Excel VBAでは、入れ子になった(二重の)Forループが頻繁に使用されます。特定の条件が満たされた際にこれらのループから同時に抜け出す必要がある場合、適切な手法を用いることが重要です。この記事では、Exit Forを利用した二重ループからの抜け出し方を説明します。
二重ループから抜ける基本構文
二重ループから一度に抜けるための基本的な構文は以下の通りです。
For 外側の変数 = 開始値 To 終了値
For 内側の変数 = 開始値 To 終了値
If 条件式 Then
Exit For ' 内側のループを抜ける
End If
' 内側の処理
Next 内側の変数
If 条件式 Then Exit For ' 外側のループも抜ける
' 外側の処理
Next 外側の変数
Exit Forは現在実行中のループを直ちに終了させます。
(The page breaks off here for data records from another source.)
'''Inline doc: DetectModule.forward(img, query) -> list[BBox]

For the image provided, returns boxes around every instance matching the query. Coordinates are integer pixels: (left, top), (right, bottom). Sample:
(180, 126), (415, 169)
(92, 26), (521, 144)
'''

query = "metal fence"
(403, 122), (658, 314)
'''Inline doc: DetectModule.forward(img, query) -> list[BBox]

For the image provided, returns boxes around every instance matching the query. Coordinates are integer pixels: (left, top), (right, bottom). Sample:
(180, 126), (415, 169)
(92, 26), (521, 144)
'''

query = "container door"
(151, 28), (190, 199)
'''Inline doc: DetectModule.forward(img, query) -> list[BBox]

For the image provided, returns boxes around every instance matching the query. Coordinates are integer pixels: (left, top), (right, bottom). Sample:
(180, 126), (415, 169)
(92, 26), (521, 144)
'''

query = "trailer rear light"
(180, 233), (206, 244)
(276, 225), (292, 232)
条件が内側のループで満たされた場合、内側のループを抜けた後、外側のループも直ちに終了させるために再び条件を評価します。
二重ループから抜ける実践的な例
例1【データ検索で二重ループを抜ける】
以下のVBAコードは、特定の値を二次元配列内で検索し、その値が見つかったら両方のループを抜ける例です。
Sub ExitDoubleLoop()
Dim arr(1 To 5, 1 To 5) As Integer
Dim i As Integer, j As Integer
Dim target As Integer
Dim found As Boolean
target = 25 ' 探している値
found = False
' 配列の初期化
For i = 1 To 5
For j = 1 To 5
arr(i, j) = i * j
If arr(i, j) = target Then
MsgBox "Found " & target & " at (" & i & ", " & j & ")"
found = True ' フラグを設定
Exit For
End If
Next j
If found Then Exit For ' フラグを確認
Next i
End Sub
このサンプルコードでは、targetが配列内で見つかった場合に、内側のループと外側のループの両方を直ちに終了します。foundフラグを使って、内側のループで条件が満たされたときに外側のループも抜けられるようにしています。
このため、不要な処理は一切行われません。
まとめ
二重ループから一度に抜け出すためのExit Forステートメントの使用は、VBAプログラミングにおいて重要なテクニックの一つです。これにより、プログラムの効率を大幅に向上させ、必要ない処理時間の削減が可能となります。正しい条件下でこの機能を活用することで、より効率的なVBAプログラムを作成できます。